6289. — DE M. D’ALEMBERT.
À Paris, ce 11 mars.

Ce n’est point un jésuite, mon cher et illustre ami, qui vous remettra cette lettre de ma part ; quelque aguerri que vous deviez être à voir cette robe, puisque vous en nourrissez un depuis dix ans, je ferais scrupule de vous surcharger de pareille marchandise. Ce n’est donc point un jésuite, mais beaucoup mieux à tous égards, que je vous prie de recevoir et d’accueillir ; c’est un barnabite italien nommé le Père Frisi[1], mon ami depuis longtemps et digne d’être le vôtre, grand géomètre qui a remporté plusieurs prix dans les plus célèbres académies de l’Europe, excellent philosophe malgré sa robe, et dont je vous annonce d’avance que vous serez très-content.

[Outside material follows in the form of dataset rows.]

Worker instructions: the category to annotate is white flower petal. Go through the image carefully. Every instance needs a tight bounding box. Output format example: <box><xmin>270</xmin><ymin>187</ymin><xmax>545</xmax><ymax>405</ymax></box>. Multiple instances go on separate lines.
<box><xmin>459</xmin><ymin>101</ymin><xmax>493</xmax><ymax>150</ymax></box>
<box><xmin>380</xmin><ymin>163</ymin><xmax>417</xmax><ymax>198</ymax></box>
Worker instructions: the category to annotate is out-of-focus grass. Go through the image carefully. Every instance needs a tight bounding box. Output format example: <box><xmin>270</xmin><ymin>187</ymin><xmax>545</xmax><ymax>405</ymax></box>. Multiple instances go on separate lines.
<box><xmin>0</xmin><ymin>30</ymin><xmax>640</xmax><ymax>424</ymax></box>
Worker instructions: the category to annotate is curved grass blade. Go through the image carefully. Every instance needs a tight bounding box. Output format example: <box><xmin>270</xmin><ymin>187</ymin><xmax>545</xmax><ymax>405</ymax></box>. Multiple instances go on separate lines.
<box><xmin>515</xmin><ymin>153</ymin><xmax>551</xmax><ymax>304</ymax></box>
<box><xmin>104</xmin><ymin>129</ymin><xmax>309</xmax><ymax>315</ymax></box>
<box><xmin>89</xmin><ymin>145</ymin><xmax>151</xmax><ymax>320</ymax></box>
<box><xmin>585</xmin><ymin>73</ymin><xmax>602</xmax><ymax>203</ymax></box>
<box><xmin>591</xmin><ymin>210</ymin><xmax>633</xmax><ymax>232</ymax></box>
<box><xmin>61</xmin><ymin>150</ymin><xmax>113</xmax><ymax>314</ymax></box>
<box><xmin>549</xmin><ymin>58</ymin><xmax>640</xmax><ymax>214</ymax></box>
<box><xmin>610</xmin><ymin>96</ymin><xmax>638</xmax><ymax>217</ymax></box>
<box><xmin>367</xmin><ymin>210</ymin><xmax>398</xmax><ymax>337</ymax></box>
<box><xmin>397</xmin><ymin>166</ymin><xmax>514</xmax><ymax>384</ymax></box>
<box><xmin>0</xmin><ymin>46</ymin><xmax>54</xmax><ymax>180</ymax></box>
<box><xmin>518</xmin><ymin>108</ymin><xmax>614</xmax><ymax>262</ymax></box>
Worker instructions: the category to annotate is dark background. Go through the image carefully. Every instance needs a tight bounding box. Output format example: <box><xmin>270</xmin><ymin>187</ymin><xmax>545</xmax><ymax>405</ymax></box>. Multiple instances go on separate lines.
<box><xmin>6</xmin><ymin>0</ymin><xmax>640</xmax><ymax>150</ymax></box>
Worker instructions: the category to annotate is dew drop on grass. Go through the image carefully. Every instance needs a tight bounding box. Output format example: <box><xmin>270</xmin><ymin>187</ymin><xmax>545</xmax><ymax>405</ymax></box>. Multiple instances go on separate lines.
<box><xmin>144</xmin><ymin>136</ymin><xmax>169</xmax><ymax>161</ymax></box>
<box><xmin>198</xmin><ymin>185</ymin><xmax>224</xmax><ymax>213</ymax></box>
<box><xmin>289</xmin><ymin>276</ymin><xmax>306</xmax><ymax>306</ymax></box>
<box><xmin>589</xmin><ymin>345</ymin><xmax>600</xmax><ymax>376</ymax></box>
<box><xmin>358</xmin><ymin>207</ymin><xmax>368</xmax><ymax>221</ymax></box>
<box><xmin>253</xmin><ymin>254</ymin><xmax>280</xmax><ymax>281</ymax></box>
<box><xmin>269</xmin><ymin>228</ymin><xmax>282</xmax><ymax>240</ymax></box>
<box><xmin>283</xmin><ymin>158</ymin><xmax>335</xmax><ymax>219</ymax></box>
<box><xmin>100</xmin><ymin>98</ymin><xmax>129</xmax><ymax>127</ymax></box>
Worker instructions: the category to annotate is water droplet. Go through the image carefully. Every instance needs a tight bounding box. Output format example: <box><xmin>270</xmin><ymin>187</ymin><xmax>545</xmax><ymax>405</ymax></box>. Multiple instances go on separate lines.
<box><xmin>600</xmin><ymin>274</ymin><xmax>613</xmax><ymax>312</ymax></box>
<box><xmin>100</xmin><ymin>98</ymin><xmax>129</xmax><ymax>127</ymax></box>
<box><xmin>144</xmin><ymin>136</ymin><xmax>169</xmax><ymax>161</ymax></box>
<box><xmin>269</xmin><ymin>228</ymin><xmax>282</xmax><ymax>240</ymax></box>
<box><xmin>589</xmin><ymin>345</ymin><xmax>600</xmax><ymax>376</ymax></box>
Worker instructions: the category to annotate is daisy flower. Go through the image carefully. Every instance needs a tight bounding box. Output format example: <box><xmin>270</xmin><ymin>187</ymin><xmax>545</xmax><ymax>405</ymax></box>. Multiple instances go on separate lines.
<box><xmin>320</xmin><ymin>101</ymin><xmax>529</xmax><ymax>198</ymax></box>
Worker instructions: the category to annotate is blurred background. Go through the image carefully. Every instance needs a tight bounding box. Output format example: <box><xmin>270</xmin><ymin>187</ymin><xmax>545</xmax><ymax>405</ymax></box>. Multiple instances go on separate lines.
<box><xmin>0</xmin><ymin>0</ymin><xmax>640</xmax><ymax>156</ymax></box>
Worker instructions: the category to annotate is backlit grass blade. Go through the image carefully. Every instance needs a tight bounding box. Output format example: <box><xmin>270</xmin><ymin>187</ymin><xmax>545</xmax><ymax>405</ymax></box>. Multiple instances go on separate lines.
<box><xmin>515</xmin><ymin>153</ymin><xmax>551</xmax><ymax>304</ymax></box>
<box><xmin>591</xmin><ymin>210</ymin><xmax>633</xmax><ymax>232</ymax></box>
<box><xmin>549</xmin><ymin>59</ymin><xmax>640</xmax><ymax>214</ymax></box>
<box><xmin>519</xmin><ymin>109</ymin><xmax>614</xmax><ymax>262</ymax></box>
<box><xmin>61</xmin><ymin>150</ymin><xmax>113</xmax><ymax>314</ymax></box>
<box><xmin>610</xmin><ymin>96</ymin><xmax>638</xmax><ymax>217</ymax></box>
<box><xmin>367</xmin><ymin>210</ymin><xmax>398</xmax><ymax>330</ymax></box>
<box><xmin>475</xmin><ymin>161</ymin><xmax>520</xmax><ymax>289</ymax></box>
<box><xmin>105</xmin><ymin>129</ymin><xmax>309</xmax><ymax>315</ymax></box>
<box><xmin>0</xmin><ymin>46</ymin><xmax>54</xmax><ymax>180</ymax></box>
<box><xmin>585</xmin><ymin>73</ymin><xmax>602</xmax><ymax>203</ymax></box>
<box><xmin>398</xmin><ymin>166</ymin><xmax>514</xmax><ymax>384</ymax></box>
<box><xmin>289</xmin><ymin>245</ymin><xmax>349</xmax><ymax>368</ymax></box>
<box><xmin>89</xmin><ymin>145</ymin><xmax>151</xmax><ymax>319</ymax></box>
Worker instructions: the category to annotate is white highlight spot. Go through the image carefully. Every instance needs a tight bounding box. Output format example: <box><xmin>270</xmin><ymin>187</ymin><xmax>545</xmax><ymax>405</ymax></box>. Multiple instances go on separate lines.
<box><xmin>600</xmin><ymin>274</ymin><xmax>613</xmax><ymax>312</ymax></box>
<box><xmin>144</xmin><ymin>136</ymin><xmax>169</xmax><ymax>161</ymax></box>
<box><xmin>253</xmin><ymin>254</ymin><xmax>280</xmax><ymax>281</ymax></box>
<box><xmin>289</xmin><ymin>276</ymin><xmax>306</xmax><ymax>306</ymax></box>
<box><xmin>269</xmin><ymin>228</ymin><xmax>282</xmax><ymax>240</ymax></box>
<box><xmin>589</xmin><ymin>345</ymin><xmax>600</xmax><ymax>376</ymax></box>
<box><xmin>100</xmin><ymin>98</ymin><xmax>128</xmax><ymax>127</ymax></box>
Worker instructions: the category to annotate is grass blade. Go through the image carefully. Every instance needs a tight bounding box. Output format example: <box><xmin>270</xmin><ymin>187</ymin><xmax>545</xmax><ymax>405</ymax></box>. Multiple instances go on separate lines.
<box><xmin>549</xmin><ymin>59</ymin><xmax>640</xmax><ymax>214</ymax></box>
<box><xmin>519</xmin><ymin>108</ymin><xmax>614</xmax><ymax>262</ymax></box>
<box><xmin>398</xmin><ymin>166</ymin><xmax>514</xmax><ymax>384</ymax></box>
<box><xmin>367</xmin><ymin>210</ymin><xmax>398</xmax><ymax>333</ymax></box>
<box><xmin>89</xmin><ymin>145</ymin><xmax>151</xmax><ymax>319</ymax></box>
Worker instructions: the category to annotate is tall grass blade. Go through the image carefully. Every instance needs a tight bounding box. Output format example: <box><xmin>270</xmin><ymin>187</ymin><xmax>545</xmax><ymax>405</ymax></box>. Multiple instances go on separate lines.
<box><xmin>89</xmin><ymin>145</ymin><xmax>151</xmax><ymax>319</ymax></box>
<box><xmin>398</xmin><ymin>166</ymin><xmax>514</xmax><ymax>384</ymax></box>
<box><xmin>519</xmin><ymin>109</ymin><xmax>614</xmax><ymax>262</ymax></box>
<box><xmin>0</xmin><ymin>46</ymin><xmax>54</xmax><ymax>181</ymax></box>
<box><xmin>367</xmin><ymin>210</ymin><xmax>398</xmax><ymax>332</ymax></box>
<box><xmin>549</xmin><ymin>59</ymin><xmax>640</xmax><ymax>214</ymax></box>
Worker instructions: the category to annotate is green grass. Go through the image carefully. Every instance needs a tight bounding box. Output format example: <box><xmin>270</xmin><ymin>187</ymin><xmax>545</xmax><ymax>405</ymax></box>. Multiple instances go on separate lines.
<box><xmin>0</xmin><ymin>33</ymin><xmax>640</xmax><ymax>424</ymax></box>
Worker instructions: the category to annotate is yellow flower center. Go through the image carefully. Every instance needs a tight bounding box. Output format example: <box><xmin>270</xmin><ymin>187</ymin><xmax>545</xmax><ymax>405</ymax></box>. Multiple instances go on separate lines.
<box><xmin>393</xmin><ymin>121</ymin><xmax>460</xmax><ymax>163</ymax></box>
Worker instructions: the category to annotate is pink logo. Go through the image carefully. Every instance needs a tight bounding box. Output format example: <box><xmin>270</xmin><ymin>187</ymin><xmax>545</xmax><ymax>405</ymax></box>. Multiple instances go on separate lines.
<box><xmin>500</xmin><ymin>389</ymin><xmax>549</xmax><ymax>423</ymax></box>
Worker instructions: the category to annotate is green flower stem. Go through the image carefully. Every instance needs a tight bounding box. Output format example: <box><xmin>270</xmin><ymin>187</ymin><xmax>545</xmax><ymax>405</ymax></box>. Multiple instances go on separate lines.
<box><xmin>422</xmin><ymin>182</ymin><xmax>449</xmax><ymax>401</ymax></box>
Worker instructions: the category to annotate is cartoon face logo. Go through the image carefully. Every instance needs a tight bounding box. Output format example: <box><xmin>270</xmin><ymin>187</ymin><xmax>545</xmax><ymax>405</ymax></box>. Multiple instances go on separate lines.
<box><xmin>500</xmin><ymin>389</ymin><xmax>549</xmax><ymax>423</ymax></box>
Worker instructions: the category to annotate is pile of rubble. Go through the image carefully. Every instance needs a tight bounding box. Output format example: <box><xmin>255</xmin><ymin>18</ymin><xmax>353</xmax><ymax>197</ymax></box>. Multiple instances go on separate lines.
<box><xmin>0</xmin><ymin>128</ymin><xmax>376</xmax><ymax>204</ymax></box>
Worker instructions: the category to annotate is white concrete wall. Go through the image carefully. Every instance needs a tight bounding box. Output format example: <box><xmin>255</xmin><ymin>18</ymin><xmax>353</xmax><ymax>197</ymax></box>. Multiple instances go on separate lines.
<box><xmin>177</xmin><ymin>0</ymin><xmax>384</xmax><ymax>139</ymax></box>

Il s’en retourne à Milan, où il est professeur de mathématiques, après avoir passé près d’un an à Paris, aimé et estimé de tous nos amis communs. Avant que de rentrer dans le séjour de la superstition autrichienne et espagnole, il a désiré d’en voir le fléau, qui n’est pas pour faire peur à mon barnabile. Il a voulu voir mieux encore, l’ornement et la gloire de la littérature française, ou plutôt européenne : car un homme tel que vous n’appartient pas au pays des Welches, où il est persécuté, tandis qu’on l’admire ailleurs. Le Père Frisi a pour compagnon de voyage un jeune seigneur milanais de beaucoup d’esprit, que je vous recommande ainsi que lui. Je me flatte, mon cher philosophe, que vous voudrez bien les recevoir l’un et l’autre comme deux personnes de beaucoup de mérite, et pour lesquelles j’ai beaucoup d’amitié et d’estime. Adieu, mon cher maître ; je vous embrasse de tout mon cœur. Si vous avez besoin d’indulgences, mes deux voyageurs pourront vous en ménager, car ils ont quelque crédit à la cour du saint-père, qui, par parenthèse, pourrait bientôt faire banqueroute ; ainsi, ceux qui veulent des absolutions doivent se dépêcher. Iteram vale, et me ama.

  1. Paul Frisi, barnabite, célèbre mathématicien et physicien, né à Milan le 13 avril 1728, mort en 1784.